STANDARD Chartered fears the new wave of bank regulations from Brussels could harm its global business, bank bosses warned yesterday, noting it is always reviewing its decision to remain domiciled in the UK.
The emerging markets specialist had a strong 2012, reporting a 10th consecutive year of record income and profits, despite paying $667m (£441.2m) to US regulators to settle sanction-breaking claims.
Income jumped eight per cent to $19.1bn while profits came in at $6.9bn, up one per cent on the year.
Hong Kong remains the bank’s biggest market, accounting for 18 per cent of its income, though rapid growth in emerging markets is eroding that share – eight per cent of revenues now come from Africa, and another eight per cent from India.
And the rapid growth of those regions also added to profits made in the UK and Europe, as the bank provides trade finance and support both to firms trading with European firms, and to European investors putting funds into emerging markets.
That pushed up income in the Americas, UK and Europe by 30 per cent to $2.296bn.
The flood of regulations from the EU counts against the bank remaining domiciled in Britain, not least because new rules on bonuses and the planned financial transactions tax will affect global operations, not just those in Europe.
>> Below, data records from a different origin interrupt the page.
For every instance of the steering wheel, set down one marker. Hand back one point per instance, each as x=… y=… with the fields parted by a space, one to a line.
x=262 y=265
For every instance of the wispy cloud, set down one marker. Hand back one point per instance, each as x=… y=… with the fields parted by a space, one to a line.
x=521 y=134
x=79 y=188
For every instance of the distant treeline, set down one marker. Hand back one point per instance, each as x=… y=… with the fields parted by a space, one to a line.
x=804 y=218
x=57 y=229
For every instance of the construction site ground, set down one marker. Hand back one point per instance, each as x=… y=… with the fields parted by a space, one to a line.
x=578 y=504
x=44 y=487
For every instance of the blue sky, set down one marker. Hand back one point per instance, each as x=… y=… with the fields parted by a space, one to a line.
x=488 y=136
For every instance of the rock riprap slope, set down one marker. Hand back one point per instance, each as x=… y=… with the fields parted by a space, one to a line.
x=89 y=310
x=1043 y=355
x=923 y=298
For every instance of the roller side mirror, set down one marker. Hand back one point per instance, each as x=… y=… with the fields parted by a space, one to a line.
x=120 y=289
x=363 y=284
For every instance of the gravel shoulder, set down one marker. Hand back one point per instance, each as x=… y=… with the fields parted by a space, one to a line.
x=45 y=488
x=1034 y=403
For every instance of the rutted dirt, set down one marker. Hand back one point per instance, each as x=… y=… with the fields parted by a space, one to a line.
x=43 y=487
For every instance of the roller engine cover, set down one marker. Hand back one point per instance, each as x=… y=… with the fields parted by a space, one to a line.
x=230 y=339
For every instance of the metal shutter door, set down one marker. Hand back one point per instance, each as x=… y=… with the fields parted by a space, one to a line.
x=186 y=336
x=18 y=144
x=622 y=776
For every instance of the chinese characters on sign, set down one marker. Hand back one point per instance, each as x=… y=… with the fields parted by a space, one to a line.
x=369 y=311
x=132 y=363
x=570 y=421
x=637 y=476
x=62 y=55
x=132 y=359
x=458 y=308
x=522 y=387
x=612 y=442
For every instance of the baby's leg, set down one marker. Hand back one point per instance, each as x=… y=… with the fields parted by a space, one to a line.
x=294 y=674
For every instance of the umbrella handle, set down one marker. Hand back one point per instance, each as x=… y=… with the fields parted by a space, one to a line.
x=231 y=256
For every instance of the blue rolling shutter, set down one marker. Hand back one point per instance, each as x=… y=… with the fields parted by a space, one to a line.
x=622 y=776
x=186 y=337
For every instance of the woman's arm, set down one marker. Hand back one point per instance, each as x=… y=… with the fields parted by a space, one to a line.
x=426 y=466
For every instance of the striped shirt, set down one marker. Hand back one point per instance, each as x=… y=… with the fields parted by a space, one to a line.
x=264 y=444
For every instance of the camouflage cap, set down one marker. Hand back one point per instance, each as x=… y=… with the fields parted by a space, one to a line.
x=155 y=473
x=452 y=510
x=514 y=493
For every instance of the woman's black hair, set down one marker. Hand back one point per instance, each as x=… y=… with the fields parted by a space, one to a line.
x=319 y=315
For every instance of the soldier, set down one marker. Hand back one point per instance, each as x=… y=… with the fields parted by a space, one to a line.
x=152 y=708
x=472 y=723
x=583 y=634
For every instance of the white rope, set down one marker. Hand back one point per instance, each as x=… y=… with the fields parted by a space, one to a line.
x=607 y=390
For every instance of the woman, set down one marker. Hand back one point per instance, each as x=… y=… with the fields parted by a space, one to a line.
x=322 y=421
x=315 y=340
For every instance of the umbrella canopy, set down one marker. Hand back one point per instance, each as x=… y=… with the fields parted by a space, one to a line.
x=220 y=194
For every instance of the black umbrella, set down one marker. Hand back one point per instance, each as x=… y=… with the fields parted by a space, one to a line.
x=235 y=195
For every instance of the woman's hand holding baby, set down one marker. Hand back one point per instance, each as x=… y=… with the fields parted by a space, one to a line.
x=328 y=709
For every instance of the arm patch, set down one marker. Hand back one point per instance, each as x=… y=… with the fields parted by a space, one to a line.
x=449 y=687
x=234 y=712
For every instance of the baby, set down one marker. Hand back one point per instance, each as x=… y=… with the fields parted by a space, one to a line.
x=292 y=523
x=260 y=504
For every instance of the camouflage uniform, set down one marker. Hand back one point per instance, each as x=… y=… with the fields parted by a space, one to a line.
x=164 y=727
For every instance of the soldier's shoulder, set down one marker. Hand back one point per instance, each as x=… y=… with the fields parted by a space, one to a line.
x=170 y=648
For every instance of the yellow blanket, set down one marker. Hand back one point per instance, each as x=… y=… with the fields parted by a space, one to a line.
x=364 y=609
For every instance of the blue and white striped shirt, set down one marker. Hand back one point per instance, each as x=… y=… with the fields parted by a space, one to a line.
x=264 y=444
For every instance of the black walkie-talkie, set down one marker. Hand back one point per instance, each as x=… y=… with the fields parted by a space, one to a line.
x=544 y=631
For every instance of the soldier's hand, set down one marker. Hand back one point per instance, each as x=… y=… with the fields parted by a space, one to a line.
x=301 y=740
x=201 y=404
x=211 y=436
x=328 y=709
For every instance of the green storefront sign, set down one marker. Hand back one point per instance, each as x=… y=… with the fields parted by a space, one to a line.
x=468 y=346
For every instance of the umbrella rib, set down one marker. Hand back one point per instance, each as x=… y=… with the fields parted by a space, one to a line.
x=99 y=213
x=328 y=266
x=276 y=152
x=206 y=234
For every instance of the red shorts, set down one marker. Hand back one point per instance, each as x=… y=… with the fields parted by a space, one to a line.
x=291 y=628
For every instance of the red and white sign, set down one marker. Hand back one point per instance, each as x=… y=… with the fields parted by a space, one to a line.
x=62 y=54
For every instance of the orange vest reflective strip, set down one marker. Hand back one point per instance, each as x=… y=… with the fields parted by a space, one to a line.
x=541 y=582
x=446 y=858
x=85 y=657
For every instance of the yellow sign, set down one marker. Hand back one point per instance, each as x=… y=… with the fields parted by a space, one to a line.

For example, 72 of the bank’s 112 most senior staff are not in the EU and so could easily be poached by firms not burdened by bonus rules.
But chief Peter Sands noted that the trade activity between Europe and faster-growing economies is a factor that favours keeping the bank here.
“We take EU regulation very seriously, it is a challenge,” he said. “But our British nationality is an advantage, it is seen as a neutral passport.”